Le grand départ pour les Antilles vers La Barbade est le 9 déc. Nous avons fait nos formalités de sortie pour remettre à qui de droit de l’autre côté de l’Atlantique. Avec un peu de trémolo, nous larguons les amarres vers 15h. Nous sommes trois voiliers à quitter au cours de la même heure. Nous nous perdrons de vue rapidement de vue parce que l’un se rend au Brésil, nous sur la Barbade et l’autre sur la Martinique. Une dizaine de degrés à tribord et à bâbord y fait.
Nous prendrons 16 jours et demi pour traverser l’Atlantique vers l’arc Antillais avec en prime une aventure imprévue.
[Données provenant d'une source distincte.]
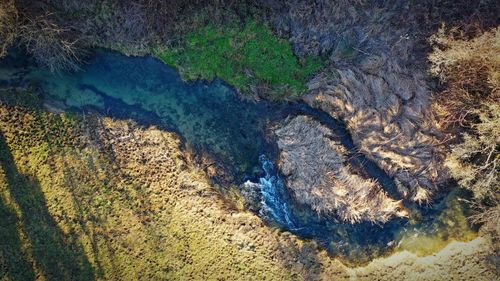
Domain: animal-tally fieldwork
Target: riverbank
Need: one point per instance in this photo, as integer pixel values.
(165, 220)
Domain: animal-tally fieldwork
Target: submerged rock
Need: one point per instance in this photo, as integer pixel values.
(317, 171)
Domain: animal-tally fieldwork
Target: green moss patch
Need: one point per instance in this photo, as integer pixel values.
(245, 57)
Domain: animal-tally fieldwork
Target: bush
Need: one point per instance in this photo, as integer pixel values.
(471, 71)
(471, 105)
(250, 58)
(8, 25)
(52, 46)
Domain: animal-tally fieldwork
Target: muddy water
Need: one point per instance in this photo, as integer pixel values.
(212, 119)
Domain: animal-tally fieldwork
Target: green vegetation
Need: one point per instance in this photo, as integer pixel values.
(469, 107)
(248, 58)
(77, 205)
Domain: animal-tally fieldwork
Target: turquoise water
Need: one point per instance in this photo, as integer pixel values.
(211, 119)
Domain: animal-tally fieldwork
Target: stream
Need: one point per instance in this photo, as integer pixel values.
(212, 119)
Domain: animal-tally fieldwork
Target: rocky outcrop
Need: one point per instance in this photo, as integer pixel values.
(375, 82)
(388, 120)
(317, 171)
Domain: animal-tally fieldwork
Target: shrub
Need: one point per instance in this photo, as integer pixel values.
(52, 46)
(471, 104)
(8, 25)
(471, 71)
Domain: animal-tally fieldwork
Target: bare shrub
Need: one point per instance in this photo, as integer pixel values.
(471, 71)
(471, 104)
(52, 46)
(8, 25)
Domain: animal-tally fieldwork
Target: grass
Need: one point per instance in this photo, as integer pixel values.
(245, 57)
(76, 207)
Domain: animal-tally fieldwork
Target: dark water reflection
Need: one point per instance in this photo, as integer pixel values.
(212, 119)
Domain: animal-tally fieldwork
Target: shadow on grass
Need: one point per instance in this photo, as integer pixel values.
(56, 255)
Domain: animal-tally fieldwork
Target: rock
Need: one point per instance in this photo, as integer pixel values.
(317, 172)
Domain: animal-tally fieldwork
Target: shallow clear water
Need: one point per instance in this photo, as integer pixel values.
(212, 119)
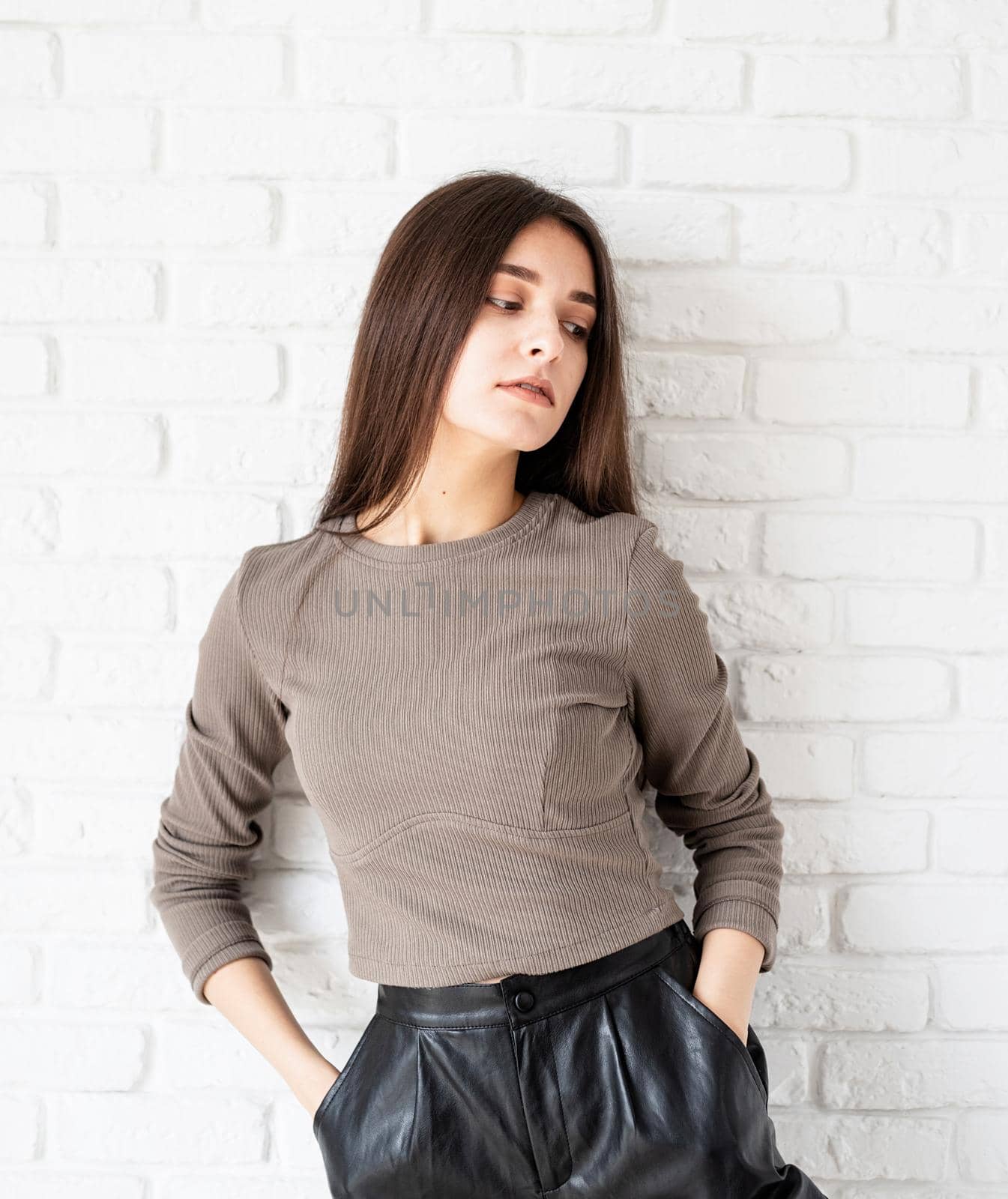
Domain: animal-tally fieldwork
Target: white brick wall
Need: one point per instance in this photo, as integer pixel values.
(809, 203)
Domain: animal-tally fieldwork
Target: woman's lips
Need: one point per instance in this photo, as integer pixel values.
(534, 397)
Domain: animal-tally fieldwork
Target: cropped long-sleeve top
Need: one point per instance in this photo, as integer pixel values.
(476, 723)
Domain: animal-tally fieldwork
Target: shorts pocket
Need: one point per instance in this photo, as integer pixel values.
(749, 1054)
(331, 1094)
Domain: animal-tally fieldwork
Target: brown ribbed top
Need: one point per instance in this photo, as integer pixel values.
(475, 722)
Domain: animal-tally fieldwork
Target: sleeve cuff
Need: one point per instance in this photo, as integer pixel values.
(747, 917)
(209, 953)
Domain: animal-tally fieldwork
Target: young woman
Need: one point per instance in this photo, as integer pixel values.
(480, 659)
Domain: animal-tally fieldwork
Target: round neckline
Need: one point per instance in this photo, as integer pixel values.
(438, 551)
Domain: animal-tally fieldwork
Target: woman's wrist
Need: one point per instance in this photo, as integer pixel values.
(726, 979)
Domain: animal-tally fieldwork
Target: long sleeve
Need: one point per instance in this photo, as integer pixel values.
(708, 785)
(206, 835)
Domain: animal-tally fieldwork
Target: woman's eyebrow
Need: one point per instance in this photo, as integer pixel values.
(530, 276)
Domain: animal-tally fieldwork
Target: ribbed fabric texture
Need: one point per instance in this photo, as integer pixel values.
(476, 723)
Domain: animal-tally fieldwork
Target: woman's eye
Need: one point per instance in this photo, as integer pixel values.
(511, 305)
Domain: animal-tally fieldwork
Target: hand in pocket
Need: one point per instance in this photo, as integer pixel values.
(313, 1100)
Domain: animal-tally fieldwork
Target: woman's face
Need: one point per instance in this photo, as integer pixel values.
(537, 325)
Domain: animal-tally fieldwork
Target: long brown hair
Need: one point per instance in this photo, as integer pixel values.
(427, 291)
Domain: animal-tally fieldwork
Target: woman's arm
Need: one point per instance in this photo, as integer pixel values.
(726, 980)
(246, 994)
(710, 791)
(235, 737)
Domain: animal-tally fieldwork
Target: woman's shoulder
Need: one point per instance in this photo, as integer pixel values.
(615, 529)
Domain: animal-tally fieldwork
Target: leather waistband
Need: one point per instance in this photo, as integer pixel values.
(522, 998)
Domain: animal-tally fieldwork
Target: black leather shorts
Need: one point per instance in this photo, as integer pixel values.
(604, 1079)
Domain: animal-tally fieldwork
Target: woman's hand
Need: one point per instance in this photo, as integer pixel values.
(735, 1016)
(317, 1089)
(726, 980)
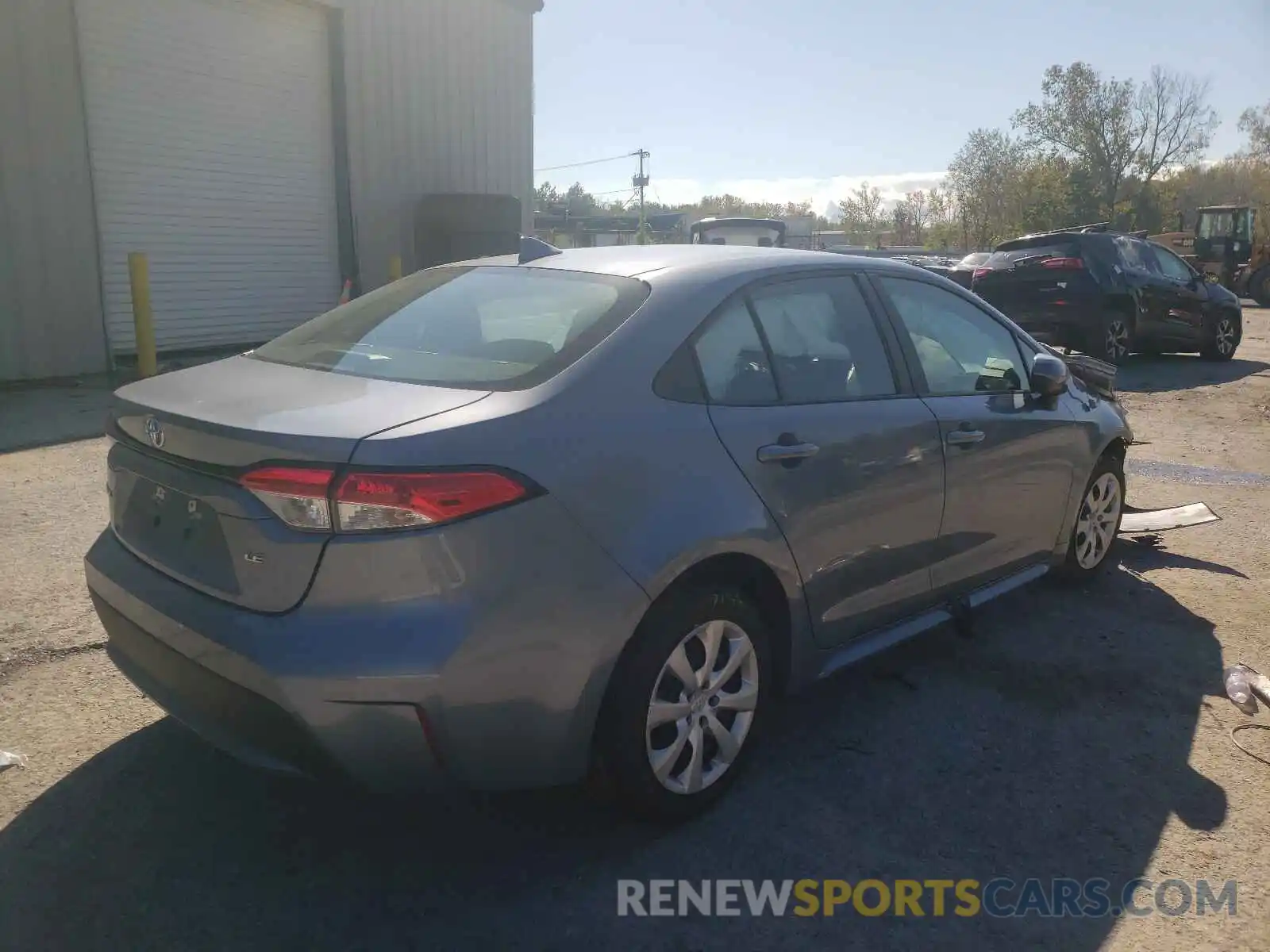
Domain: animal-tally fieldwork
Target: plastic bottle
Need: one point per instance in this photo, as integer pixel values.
(1240, 689)
(1237, 687)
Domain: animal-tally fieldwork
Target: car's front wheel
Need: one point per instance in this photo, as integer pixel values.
(1098, 520)
(685, 702)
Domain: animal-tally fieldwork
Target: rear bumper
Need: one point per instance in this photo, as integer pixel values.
(1064, 325)
(507, 677)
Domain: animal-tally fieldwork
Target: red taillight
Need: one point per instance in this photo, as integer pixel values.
(1064, 264)
(380, 501)
(366, 501)
(296, 495)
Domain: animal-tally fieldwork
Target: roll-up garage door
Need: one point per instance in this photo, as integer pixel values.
(210, 137)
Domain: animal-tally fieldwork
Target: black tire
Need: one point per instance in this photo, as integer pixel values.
(1076, 568)
(1113, 338)
(625, 743)
(1222, 336)
(1259, 286)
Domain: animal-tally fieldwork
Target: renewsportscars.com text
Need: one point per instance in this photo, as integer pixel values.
(1000, 898)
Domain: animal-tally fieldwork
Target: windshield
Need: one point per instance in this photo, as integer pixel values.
(1216, 225)
(487, 328)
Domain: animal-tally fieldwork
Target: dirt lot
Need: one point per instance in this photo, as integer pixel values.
(1076, 735)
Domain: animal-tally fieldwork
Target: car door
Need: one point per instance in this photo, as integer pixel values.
(806, 399)
(1183, 296)
(1140, 271)
(1007, 454)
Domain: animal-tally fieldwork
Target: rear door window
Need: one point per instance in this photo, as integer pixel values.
(960, 348)
(480, 328)
(733, 361)
(825, 343)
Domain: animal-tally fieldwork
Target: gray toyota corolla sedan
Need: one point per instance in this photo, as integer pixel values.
(505, 522)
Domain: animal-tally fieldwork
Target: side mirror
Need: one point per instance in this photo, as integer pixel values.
(1049, 374)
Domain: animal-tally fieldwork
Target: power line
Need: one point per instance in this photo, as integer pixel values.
(594, 162)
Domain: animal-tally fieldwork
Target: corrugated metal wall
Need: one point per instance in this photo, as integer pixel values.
(50, 291)
(440, 99)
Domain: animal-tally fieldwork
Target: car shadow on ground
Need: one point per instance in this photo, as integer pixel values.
(1053, 743)
(1143, 374)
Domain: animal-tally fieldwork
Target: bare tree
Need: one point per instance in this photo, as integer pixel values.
(983, 178)
(941, 209)
(861, 211)
(1257, 125)
(1174, 121)
(916, 215)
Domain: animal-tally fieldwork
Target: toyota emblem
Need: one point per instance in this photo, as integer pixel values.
(154, 433)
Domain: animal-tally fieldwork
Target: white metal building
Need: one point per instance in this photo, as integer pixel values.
(258, 152)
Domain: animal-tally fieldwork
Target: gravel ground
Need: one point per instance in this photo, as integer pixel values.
(1075, 735)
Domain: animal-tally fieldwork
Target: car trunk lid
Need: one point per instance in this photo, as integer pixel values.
(1030, 276)
(186, 440)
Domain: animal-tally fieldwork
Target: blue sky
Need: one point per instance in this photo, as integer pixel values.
(806, 98)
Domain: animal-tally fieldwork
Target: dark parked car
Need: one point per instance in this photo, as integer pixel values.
(963, 272)
(502, 522)
(1109, 295)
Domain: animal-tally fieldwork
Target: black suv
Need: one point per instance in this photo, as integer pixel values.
(1108, 295)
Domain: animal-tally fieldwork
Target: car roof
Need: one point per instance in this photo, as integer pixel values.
(719, 260)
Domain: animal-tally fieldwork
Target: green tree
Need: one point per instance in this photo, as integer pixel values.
(1121, 132)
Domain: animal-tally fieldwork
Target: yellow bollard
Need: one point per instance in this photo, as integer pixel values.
(143, 315)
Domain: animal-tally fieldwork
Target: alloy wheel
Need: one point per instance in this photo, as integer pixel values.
(702, 708)
(1098, 522)
(1118, 340)
(1223, 338)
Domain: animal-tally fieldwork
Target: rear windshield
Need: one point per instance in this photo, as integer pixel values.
(1024, 251)
(478, 328)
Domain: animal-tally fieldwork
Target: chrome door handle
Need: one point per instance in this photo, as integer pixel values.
(781, 452)
(964, 438)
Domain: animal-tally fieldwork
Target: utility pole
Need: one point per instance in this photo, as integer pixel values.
(641, 182)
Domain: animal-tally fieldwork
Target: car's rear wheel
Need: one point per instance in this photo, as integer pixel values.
(685, 704)
(1096, 522)
(1114, 340)
(1222, 336)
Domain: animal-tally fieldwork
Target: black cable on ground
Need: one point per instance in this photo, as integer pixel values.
(1246, 727)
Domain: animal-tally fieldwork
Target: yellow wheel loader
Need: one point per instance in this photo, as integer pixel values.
(1225, 245)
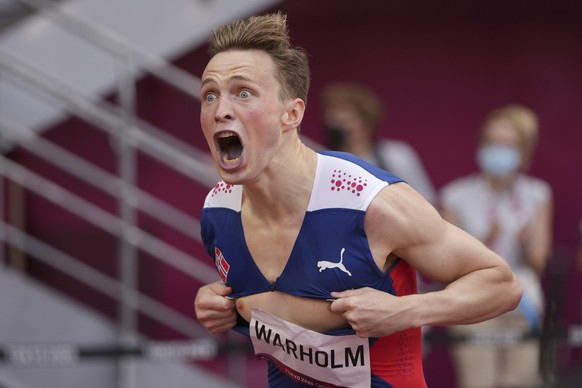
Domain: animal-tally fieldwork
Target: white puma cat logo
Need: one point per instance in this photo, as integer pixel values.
(323, 264)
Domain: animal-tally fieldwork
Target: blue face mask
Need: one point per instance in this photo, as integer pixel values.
(498, 160)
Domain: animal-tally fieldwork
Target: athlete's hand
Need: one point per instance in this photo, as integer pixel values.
(372, 313)
(215, 312)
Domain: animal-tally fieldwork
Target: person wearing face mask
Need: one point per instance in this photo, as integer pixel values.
(511, 213)
(352, 115)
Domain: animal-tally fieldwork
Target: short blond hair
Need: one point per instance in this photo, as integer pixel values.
(524, 120)
(268, 33)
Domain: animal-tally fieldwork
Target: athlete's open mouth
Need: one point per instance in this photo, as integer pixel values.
(230, 146)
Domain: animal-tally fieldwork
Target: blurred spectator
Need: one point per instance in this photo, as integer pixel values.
(511, 213)
(352, 115)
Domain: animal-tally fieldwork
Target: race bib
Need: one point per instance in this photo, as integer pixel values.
(308, 357)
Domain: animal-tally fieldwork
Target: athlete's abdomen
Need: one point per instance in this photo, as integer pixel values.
(312, 314)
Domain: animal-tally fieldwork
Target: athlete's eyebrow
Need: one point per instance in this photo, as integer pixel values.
(236, 77)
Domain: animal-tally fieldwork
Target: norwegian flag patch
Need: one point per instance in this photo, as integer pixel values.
(221, 264)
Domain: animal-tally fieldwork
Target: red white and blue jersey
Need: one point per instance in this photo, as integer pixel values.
(331, 253)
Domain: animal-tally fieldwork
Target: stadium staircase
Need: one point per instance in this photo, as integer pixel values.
(103, 176)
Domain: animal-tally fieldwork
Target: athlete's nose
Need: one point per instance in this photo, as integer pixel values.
(223, 110)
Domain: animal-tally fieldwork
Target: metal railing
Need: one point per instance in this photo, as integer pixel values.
(132, 134)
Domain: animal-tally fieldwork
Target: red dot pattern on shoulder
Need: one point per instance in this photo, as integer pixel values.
(343, 181)
(222, 187)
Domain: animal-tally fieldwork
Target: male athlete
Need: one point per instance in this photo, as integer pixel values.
(318, 251)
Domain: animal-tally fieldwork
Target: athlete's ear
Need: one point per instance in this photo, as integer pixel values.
(293, 115)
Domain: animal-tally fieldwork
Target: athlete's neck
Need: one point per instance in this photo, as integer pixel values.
(285, 186)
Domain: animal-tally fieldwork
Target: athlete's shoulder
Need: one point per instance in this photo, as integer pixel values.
(347, 182)
(353, 163)
(224, 195)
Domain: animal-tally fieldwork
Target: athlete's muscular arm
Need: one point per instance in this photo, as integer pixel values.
(215, 312)
(480, 285)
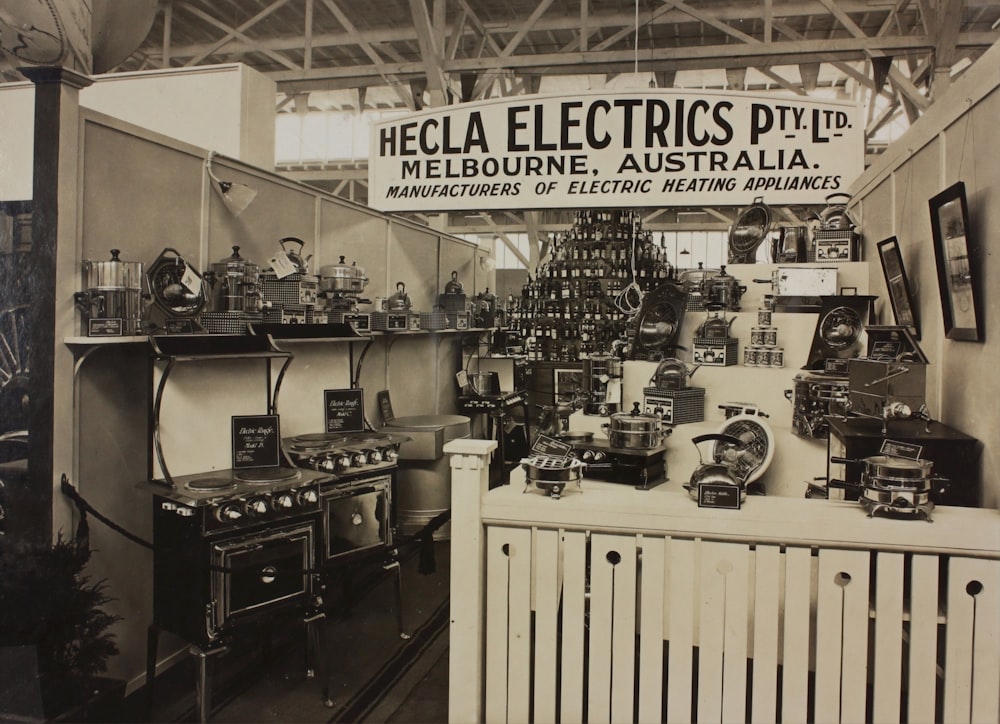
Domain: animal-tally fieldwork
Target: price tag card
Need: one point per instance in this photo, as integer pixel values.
(835, 366)
(901, 449)
(718, 495)
(282, 265)
(344, 410)
(175, 325)
(885, 350)
(545, 445)
(256, 441)
(105, 327)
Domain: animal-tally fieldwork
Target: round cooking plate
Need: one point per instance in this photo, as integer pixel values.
(266, 475)
(211, 483)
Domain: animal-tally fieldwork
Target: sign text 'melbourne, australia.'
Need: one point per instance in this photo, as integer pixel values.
(622, 149)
Le 9 déc., entre les îles du Cap vert, le vent s’accélère à 20 noeuds sans houle. Nous filons et c’est bon. À peine sortis du couloir, une dorade s’offre à nous pour souper. Heureux sommes- nous dans cette généreuse mer. La houle s’installe rapidement lorsque nous laissons les îles. Nous installons le foc tempête pour diminuer le roulis, mais c’est plus ou moins efficace attendu que la houle vient de si haut dans le nord et que le vent la maintient.
Le 10 déc., Michel décide de faire une route plus sud dans les alizés afin d’éviter les forts vents prévus de 30 noeuds plus au nord et d’éviter les dépressions qui se comblent rapidement sur elles-mêmes. Le soleil tape fort, nous installons une toile pare-soleil. Ouf ! c’est mieux pour nos cocos et notre peau. Ne vous inquiétez pas, nous sommes crémées jusqu’aux orteils à la 30 s’il vous plaît et nous buvons beaucoup d’eau. Le vent passe davantage à l’est une partie de la journée puis revient au NE de 10 à 15 noeuds. Nous filons toujours de 5à 7 noeuds avec des surfs à 9 noeuds. Nos quarts de surveillance à Danielle et moi se partagent au gré de notre état de fatigue.
Le 11 déc., nous aurons une autre journée costume de bain. Comme la houle persiste, nous nous obligeons à porter notre harnais à chaque fois que nous allons sur le pont avant. Vaut mieux cela que d’effectuer les manœuvres de l’homme à la mer que nous récapitulons d’ailleurs. Nous assistons à notre spectacle de dauphins vers 14h et vers 16h, un navire apparaît à l’horizon. Il se dandine en traçant des demi-cercles tout en se rapprochant de nous. Michel communique sur le canal 16 avec ce navire. C’est un pêcheur Espagnol qui lance et reprend ses filets. Il livre son poisson au Cap vert à 200milles.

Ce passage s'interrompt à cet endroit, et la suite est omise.